Sono poche le isole del Caribe che hanno lo charme intenso di Cuba, perche Cuba,
ricca di contraddizioni, è un mondo a parte…
Amata da ospiti importanti come lo scrittore Ernest Hemingway che gradiva in
maniera particolare il Mojito della “Bodeguita del Medio” e il Daiquiri del “Floridita”,
oggi due “locali cult” della Habana Vieja, dove è possibile aprezzare buona
musica a ritmo di salsa, anche se il vero palcoscenico della Habana è la strada,
dove il fumo dei sigari t’invade, dove si vive a ritmo di salsa, mambo, guaracha,
bolero, merengue e soprattutto di son… l’atmosfera perfetta per calarsi nei
ritmi dell’isola.
Un importante ruolo di spicco gli viene riconosciuto a Cuba anche in campo
musicale grazie ad artisti del calibro di Compay Segundo, Israel Cachao Lopez,
Chucho Valdez e la indimenticabile Celia Cruz.

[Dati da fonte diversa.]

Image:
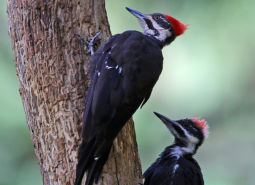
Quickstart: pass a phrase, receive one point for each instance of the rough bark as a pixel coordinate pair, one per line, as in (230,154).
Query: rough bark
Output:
(53,79)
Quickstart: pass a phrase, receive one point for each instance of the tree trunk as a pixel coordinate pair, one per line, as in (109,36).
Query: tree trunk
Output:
(53,80)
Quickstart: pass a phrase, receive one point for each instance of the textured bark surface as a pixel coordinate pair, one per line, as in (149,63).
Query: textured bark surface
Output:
(53,79)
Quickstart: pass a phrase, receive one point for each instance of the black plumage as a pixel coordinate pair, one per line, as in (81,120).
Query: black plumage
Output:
(171,169)
(175,165)
(124,71)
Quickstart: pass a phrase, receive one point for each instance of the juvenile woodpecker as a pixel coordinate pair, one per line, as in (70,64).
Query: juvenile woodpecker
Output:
(123,72)
(176,166)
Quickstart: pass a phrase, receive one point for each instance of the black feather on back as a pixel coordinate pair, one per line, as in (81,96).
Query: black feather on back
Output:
(123,72)
(170,169)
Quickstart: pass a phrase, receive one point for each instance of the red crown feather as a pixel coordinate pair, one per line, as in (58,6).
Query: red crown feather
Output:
(202,125)
(178,27)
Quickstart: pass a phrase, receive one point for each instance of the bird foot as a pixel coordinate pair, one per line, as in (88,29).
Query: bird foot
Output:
(91,43)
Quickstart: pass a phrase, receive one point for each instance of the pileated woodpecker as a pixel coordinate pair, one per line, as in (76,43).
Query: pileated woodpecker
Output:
(176,166)
(123,72)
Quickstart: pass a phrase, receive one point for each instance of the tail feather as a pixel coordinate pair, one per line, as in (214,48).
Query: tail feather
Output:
(96,168)
(85,158)
(88,162)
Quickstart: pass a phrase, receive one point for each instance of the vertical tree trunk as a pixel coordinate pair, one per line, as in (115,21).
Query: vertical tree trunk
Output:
(53,79)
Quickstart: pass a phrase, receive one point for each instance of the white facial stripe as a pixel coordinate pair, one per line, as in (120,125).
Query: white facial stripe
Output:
(180,151)
(191,138)
(163,33)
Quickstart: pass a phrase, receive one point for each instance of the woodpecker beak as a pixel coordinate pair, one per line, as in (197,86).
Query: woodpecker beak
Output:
(136,13)
(142,18)
(175,128)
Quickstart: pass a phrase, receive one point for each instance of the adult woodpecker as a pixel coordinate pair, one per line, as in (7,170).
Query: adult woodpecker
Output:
(176,166)
(123,72)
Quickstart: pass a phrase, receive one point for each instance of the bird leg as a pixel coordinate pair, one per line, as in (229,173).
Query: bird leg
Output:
(91,43)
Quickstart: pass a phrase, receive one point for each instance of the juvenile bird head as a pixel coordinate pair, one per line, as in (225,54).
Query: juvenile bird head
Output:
(189,133)
(163,27)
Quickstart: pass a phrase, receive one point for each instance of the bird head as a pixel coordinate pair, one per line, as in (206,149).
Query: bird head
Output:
(189,133)
(163,27)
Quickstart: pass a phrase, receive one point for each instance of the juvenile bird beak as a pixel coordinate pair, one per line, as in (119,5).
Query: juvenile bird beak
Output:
(165,119)
(136,13)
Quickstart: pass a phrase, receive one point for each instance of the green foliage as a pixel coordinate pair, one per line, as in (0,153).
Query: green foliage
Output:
(208,72)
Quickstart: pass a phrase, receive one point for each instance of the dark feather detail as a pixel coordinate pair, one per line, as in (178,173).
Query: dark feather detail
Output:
(123,71)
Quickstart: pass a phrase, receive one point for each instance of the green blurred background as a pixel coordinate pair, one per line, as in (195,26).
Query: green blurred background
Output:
(208,73)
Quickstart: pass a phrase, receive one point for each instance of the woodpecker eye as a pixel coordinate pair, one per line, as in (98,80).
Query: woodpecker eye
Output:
(156,17)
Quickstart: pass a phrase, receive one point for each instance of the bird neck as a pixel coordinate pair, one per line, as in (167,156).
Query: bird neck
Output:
(181,150)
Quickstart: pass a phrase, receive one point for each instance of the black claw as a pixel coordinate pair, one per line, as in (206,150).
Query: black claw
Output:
(91,43)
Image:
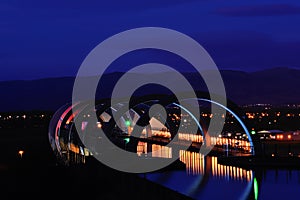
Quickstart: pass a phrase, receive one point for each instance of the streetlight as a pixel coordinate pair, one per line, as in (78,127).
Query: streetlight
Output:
(21,152)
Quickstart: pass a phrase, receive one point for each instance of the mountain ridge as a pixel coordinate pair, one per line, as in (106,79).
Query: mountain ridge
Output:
(272,86)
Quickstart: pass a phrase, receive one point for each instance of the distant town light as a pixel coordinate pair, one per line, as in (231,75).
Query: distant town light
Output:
(127,123)
(21,152)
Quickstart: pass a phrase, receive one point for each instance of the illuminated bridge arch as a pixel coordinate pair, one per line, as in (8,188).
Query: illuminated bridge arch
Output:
(62,132)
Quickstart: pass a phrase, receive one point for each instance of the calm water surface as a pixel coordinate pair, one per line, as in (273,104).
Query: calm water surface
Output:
(205,178)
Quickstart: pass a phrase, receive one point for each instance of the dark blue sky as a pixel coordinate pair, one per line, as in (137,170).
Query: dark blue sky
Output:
(51,38)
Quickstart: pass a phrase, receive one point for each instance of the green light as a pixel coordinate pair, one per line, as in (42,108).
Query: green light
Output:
(255,188)
(127,123)
(126,140)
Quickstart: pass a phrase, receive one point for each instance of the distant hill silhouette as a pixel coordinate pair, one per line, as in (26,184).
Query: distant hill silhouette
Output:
(274,86)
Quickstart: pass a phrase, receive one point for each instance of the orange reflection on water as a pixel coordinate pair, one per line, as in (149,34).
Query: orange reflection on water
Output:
(195,164)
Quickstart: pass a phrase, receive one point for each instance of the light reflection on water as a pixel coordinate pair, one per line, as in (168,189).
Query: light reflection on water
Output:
(203,177)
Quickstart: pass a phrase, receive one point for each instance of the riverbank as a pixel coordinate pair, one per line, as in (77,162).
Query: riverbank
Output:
(260,161)
(37,175)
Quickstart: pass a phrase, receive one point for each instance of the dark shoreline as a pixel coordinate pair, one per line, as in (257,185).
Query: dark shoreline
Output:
(37,173)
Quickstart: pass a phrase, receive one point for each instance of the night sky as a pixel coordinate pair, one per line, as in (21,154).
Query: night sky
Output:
(51,38)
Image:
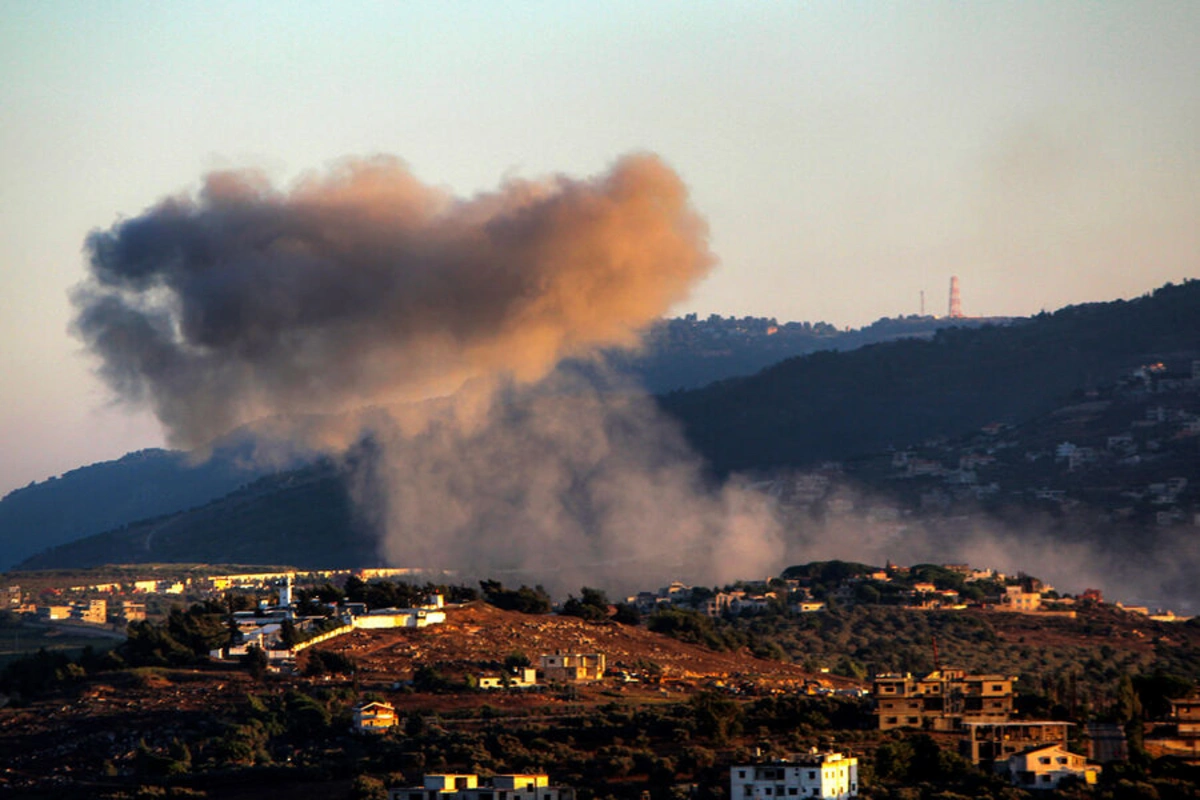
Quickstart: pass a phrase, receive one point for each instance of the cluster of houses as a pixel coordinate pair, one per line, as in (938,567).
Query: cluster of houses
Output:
(979,709)
(467,787)
(1020,594)
(826,775)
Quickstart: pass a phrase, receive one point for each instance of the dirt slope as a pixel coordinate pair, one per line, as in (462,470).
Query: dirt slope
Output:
(478,636)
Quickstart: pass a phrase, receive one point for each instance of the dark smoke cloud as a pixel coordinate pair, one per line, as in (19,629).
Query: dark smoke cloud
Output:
(365,287)
(324,313)
(564,486)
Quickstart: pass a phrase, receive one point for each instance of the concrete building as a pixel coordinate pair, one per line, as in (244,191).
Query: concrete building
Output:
(94,612)
(573,667)
(51,613)
(387,618)
(987,744)
(375,717)
(130,611)
(942,699)
(520,678)
(808,775)
(1044,768)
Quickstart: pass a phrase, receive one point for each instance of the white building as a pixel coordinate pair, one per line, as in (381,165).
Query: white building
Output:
(1047,767)
(520,678)
(808,775)
(375,717)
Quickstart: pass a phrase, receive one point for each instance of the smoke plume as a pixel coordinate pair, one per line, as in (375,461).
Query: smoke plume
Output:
(366,287)
(353,295)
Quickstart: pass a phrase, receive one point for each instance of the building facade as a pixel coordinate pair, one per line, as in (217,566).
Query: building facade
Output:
(1045,768)
(375,717)
(574,667)
(809,775)
(467,787)
(942,699)
(987,744)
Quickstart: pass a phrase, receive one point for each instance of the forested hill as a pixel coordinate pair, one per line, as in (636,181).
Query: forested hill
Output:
(831,405)
(107,494)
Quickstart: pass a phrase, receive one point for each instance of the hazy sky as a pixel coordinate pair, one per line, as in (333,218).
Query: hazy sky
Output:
(846,155)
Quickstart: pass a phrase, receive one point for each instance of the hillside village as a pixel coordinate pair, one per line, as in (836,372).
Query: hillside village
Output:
(1126,451)
(417,650)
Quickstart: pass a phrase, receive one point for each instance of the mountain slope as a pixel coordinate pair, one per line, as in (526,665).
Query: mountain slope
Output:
(303,518)
(829,405)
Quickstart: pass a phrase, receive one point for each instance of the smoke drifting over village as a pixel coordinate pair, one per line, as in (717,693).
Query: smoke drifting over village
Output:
(360,293)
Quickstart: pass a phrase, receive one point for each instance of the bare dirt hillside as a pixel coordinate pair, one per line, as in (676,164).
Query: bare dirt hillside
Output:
(477,637)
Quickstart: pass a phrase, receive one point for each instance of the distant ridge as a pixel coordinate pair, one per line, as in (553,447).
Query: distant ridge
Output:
(831,405)
(100,497)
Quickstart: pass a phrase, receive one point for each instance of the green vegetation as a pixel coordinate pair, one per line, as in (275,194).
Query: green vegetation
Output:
(525,600)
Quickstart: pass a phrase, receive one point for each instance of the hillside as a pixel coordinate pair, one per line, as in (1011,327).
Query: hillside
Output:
(844,407)
(301,517)
(831,405)
(101,497)
(478,636)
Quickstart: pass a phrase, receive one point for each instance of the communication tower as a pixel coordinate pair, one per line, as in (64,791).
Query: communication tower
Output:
(955,301)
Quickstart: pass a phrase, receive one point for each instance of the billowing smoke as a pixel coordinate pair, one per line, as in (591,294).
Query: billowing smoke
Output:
(1153,567)
(358,293)
(567,487)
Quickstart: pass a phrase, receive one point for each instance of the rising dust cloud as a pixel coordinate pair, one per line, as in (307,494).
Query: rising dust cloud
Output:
(361,302)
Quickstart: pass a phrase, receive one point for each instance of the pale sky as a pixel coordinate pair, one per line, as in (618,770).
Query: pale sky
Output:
(846,156)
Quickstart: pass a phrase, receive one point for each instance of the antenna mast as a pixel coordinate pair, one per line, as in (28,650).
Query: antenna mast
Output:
(955,301)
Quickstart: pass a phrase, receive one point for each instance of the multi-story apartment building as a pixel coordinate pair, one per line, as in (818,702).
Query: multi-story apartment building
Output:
(987,744)
(942,699)
(807,775)
(573,667)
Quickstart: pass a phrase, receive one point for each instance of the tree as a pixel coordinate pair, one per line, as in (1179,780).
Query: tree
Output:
(717,716)
(256,661)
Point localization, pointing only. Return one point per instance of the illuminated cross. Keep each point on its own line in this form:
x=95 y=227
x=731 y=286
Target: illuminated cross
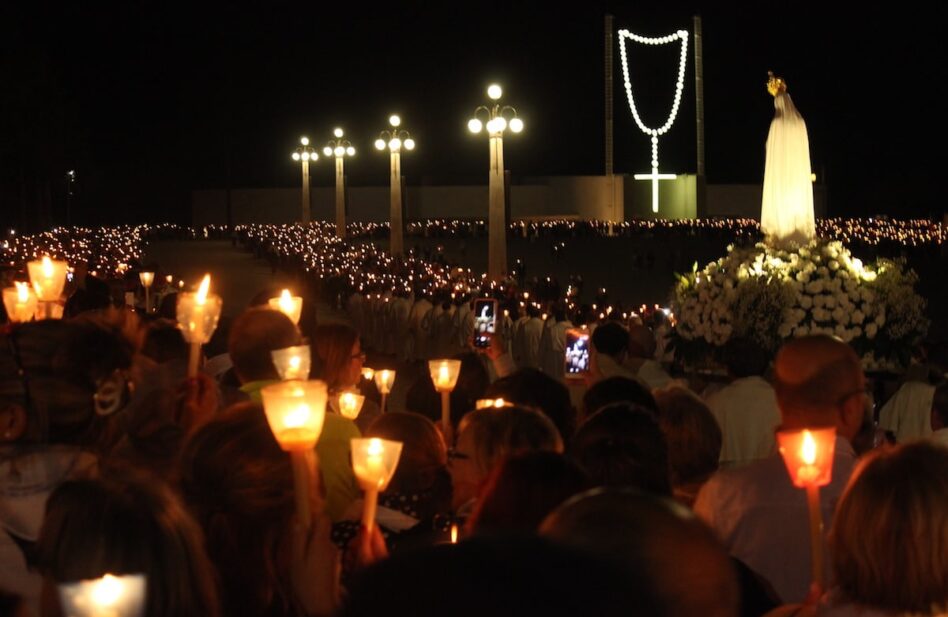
x=655 y=177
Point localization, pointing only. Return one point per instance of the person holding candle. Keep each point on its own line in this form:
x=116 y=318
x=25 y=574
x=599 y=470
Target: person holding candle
x=128 y=525
x=338 y=360
x=756 y=510
x=253 y=336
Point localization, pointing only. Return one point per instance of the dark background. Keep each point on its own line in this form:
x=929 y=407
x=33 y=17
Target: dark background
x=149 y=100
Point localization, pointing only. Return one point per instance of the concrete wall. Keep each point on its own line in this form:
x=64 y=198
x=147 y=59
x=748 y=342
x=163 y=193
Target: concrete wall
x=584 y=197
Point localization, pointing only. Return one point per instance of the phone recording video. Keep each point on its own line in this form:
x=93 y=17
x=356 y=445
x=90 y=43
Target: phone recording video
x=577 y=353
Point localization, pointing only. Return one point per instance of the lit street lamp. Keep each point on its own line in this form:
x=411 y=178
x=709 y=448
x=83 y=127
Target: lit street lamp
x=340 y=148
x=305 y=153
x=499 y=118
x=395 y=140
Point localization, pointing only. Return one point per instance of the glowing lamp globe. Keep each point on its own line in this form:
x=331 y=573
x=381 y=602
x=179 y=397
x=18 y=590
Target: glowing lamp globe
x=198 y=313
x=350 y=404
x=808 y=455
x=444 y=374
x=291 y=306
x=146 y=278
x=295 y=411
x=109 y=596
x=48 y=277
x=20 y=302
x=374 y=461
x=384 y=380
x=292 y=362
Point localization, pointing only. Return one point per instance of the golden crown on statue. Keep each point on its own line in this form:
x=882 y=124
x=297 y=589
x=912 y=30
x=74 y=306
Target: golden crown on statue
x=775 y=85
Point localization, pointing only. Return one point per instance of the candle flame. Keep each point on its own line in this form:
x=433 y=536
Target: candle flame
x=201 y=296
x=22 y=292
x=808 y=449
x=107 y=591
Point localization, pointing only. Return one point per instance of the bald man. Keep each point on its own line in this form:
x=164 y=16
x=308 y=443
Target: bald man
x=755 y=510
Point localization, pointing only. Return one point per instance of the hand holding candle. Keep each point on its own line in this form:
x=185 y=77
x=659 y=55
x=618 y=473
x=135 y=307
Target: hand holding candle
x=292 y=362
x=295 y=411
x=291 y=306
x=808 y=455
x=374 y=461
x=109 y=596
x=20 y=302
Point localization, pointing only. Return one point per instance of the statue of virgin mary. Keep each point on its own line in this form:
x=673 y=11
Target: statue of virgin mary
x=786 y=213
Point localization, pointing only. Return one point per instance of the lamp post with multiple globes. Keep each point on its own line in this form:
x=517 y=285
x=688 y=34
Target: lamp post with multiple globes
x=340 y=148
x=304 y=154
x=395 y=139
x=498 y=119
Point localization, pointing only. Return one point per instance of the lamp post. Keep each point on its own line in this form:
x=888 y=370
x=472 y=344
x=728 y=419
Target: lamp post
x=340 y=148
x=395 y=139
x=304 y=154
x=499 y=118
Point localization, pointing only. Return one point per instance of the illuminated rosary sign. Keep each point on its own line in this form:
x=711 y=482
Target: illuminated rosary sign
x=682 y=36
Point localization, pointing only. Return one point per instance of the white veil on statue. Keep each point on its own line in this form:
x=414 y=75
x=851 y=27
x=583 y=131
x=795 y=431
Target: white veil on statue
x=786 y=213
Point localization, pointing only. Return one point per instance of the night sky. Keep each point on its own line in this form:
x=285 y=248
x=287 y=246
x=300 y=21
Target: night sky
x=150 y=100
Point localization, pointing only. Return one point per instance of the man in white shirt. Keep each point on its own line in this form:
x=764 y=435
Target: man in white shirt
x=755 y=510
x=746 y=409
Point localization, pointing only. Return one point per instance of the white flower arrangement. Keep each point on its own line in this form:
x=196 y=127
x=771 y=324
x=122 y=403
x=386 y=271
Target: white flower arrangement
x=769 y=294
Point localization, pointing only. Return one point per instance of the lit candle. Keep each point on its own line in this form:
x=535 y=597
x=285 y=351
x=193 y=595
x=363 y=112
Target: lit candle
x=292 y=362
x=109 y=596
x=350 y=404
x=374 y=461
x=198 y=314
x=20 y=302
x=291 y=306
x=808 y=455
x=147 y=278
x=48 y=278
x=296 y=411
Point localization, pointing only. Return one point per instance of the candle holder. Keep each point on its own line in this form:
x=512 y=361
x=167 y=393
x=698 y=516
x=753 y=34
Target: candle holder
x=109 y=596
x=444 y=375
x=296 y=411
x=350 y=404
x=147 y=278
x=291 y=306
x=198 y=314
x=48 y=278
x=292 y=362
x=20 y=302
x=374 y=461
x=808 y=455
x=384 y=379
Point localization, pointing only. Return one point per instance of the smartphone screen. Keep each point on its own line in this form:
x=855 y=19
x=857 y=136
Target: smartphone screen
x=577 y=353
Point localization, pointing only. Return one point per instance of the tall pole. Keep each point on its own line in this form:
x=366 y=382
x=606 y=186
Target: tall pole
x=497 y=231
x=340 y=198
x=396 y=244
x=304 y=205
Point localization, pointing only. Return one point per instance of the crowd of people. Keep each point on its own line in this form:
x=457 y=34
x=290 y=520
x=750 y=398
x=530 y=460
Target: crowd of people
x=625 y=491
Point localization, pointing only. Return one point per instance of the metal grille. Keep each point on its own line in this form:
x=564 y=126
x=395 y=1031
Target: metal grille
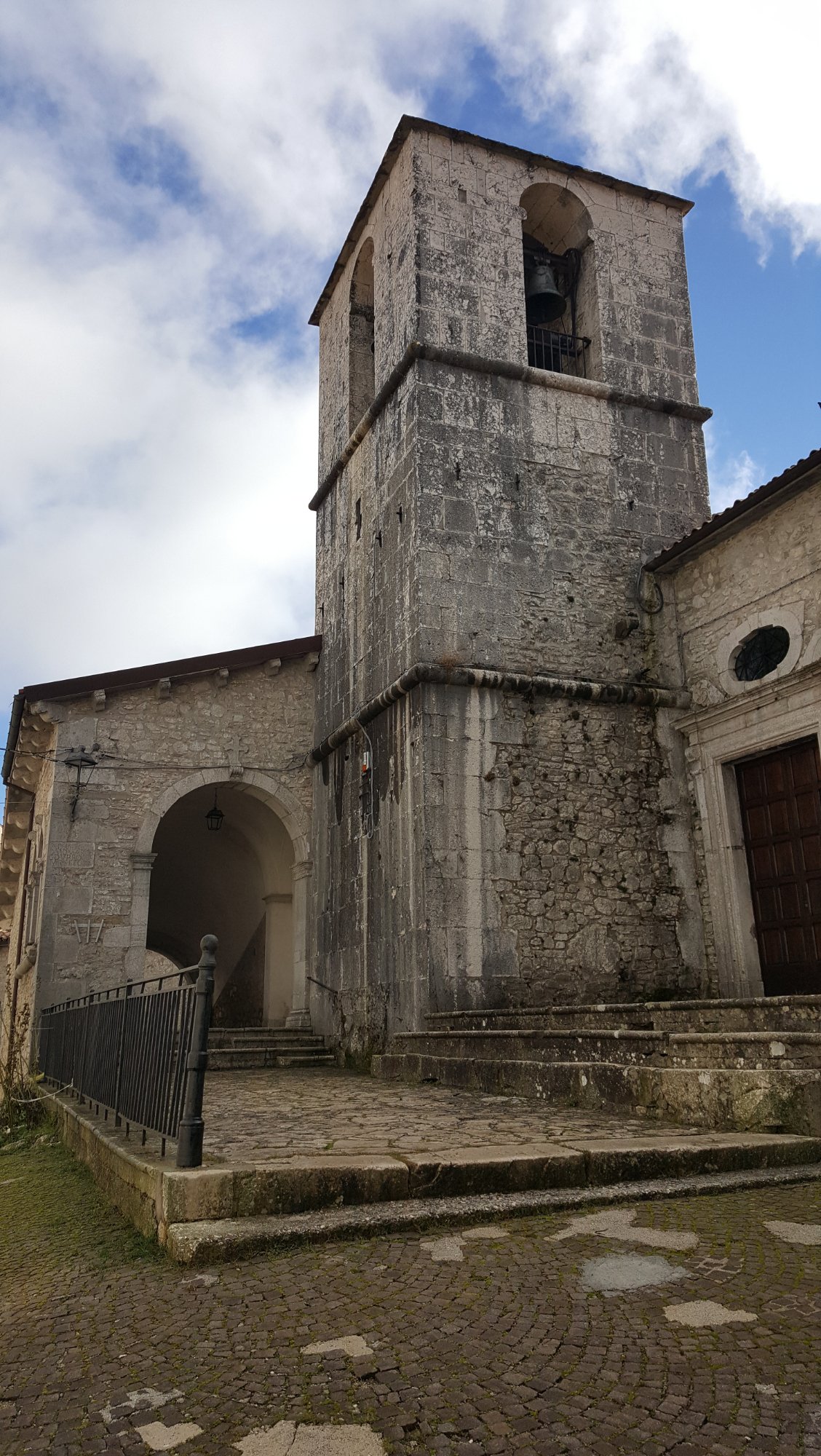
x=561 y=353
x=124 y=1051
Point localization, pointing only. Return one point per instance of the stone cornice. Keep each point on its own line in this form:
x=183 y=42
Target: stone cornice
x=545 y=685
x=759 y=695
x=506 y=369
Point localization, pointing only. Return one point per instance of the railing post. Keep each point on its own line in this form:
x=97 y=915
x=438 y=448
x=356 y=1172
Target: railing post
x=191 y=1125
x=120 y=1055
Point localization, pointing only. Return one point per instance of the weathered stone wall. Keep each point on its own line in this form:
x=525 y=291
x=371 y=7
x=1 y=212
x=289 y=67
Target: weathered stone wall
x=764 y=571
x=519 y=852
x=148 y=746
x=535 y=509
x=554 y=882
x=25 y=915
x=395 y=308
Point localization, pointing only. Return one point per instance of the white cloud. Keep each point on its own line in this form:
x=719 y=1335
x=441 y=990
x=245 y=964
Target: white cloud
x=156 y=467
x=733 y=477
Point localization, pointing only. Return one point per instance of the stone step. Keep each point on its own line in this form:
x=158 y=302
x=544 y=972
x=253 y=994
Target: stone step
x=756 y=1051
x=749 y=1097
x=250 y=1059
x=759 y=1014
x=241 y=1034
x=276 y=1040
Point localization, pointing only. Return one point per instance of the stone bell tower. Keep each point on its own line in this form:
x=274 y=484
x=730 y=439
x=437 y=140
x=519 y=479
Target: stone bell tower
x=509 y=426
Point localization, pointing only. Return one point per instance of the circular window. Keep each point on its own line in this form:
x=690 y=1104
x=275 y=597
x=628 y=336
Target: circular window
x=761 y=654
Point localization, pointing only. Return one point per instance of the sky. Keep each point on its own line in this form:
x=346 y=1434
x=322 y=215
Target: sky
x=175 y=181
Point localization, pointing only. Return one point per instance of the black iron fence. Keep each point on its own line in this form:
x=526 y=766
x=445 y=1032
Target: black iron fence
x=561 y=353
x=139 y=1052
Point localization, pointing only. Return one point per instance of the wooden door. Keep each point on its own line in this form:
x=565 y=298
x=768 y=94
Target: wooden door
x=781 y=813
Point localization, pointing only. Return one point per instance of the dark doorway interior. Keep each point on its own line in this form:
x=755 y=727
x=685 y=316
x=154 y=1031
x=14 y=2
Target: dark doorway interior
x=781 y=813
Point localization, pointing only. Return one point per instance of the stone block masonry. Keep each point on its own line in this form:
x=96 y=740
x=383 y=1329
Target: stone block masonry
x=500 y=847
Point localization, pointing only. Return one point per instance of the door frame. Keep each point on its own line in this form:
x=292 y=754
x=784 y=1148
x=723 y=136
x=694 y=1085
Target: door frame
x=718 y=737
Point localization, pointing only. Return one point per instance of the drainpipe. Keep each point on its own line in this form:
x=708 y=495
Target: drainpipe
x=23 y=963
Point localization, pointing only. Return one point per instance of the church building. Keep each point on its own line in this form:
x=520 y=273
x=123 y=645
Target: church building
x=555 y=742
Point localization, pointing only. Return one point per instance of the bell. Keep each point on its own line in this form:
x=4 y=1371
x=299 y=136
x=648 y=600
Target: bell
x=542 y=298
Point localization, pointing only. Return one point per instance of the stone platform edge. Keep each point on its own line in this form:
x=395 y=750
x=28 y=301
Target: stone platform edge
x=747 y=1100
x=199 y=1244
x=156 y=1196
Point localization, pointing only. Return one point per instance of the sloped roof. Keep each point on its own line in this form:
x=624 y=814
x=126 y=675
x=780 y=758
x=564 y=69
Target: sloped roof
x=181 y=668
x=742 y=513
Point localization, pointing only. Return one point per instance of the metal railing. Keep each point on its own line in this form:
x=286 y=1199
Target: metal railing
x=140 y=1052
x=561 y=353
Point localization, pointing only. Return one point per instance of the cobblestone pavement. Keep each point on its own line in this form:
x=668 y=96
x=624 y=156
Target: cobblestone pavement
x=255 y=1115
x=500 y=1340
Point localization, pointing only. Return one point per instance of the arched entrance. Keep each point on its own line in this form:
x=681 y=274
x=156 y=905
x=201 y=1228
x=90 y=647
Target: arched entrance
x=238 y=883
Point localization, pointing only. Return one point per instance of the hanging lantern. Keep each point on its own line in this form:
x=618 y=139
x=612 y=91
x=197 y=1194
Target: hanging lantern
x=215 y=816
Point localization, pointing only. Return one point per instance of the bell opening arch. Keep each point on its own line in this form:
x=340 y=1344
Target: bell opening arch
x=560 y=282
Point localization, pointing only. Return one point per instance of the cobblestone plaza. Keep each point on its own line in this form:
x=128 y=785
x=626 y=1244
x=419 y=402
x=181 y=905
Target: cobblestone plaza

E’ impossibile immaginare il mondo della musica cubana senza di lei, Celia Cruz,
la regina della salsa, come fu conosciuta in tutto il mondo. Celia Cruz, oggi un
vero mito, ha dominato la scena cubana con il suo particolare stile e la sua
voce imponente.
Iniziò il suo percorso nel mondo della musica già giovanissima vincendo diversi
concorsi per voci nuove. Curiosamente agli inizi il pubblico non capì la sua
carica innovativa, soltanto a partire dalla fine degli anni sessanta, la sua
grandezza fu universalmente riconosciuta. La grande opportunità della sua vita
arriva nel 1950 con l’entrata nell’orchestra più famosa dell’epoca “La Sonora
Matancera”.

Una volta Celia ha detto…“Nella mi vita artistica conobbi varie tappe: dopo i
miei successi a Cuba, ci fu la tappa più importante per me che tengo stretta nel
cuore con La Sonora Matancera, che corrisponde al periodo che va dal 1950 al
1965. Dopo venne il periodo con la Fania All Stars: erano bei tempi ed ho anche
lì ricordi meravigliosi. Era il momento dell’apogeo della salsa ed io lo vissi
con Pacheco, Willie Colon, La Poncena. Dopo che uscii da Cuba, entrai negli
Stati Uniti e cominciai ad incidere con Tito Puente, più tardi passai alla Fania
e cominciai questa altra tappa che fu come dire… una seconda aria della mia
carriera.”

Celia decide di abbandonare Cuba nel 1960 iniziando un viaggio che non conoscerà
ritorno a causa delle divergenze politiche con il regime… “Se Dio mi dà vita
il mio sogno è di andare a Cuba: per prima cosa desidero andare alla tomba di
mia madre e poi fare un tremendo concerto nel Parco Centrale. Io son sicura,
arcisicura che sarebbe un trionfo perchè i cubani amano Celia, sia quelli che
incontro in giro per il mondo che quelli che non posso encontrare.”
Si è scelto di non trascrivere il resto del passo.